Career speaker recap: Environmental lecturer on defining your future

Ryan Wisowaty and

Environmental lecturer and writer Jeffrey Ball addresses Palo Alto High School students on the fourth day of career speaker series on Thursday. Recalling his background as a journalist, Ball told students about why it is not always important to have life figured out. “I never ever would have been able to predict where I ended up,” Ball said. “That’s actually a really wonderful thing.” Photo: Ryan Wisowaty

With a passion for climate change, writing and “pissing people off,” environmental writer Jeffrey Ball shared his lessons on life in front of a crowd of Palo Alto High School students in the Media Art Center as part of the Career Speaker Series on Thursday.

Before becoming a Stanford lecturer and freelance writer, Ball began his career in journalism. Graduating from college in the midst of a nationwide recession, the hard truth that Ball had to confront was that not many publications were hiring.
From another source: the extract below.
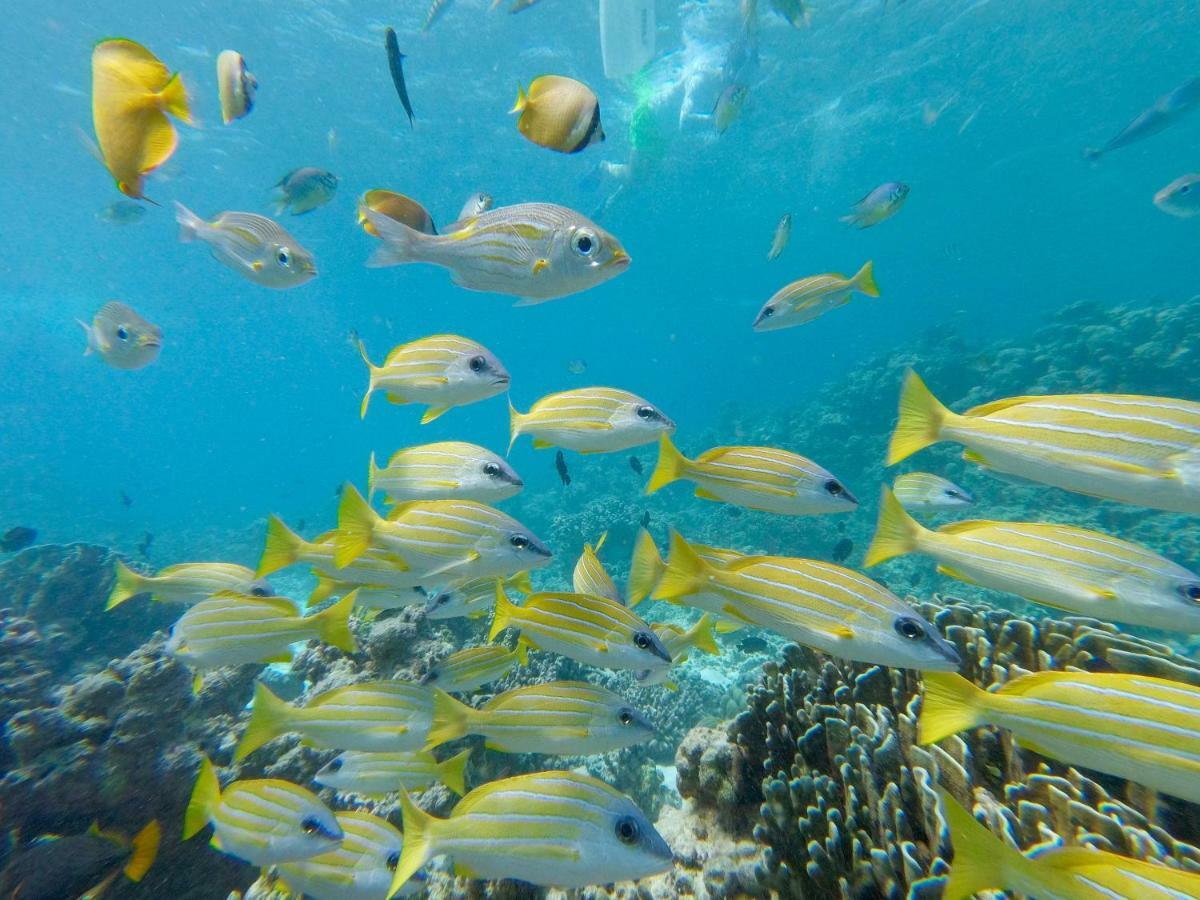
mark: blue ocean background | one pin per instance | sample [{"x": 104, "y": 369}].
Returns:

Ball recounted how application after application he sent to newspapers across the country came back with rejections.

Eventually finding a job at a newspaper in Corpus Christi, Texas, Ball recounts how he worked through the ranks and found his way into his dream job at the Wall Street Journal.

Wanting to write about his passion for the environment, Ball convinced the Wall Street Journal to let him write about the environment as an economic issue.

As Ball continued his career, he faced a major decision: to accept a promotion at the Wall Street Journal or accept an offer to teach and write at Stanford.

For Ball, the choice was complicated — and he was almost drawn to continue at the Journal.

“I am supposed to want to do that [continue at the Journal],” Ball said.

Instead, Ball chose the Stanford option.

Reflecting on his decision, he would have never imagined where he would be, he said. During his high school and college years, Ball remembered always asking himself what he wanted to do and feeling the need to have his life defined. But you cannot always do that, Ball said.

“Don’t worry about where that is going to get you in 10 years,” Ball advised Paly students, “because you don’t know.”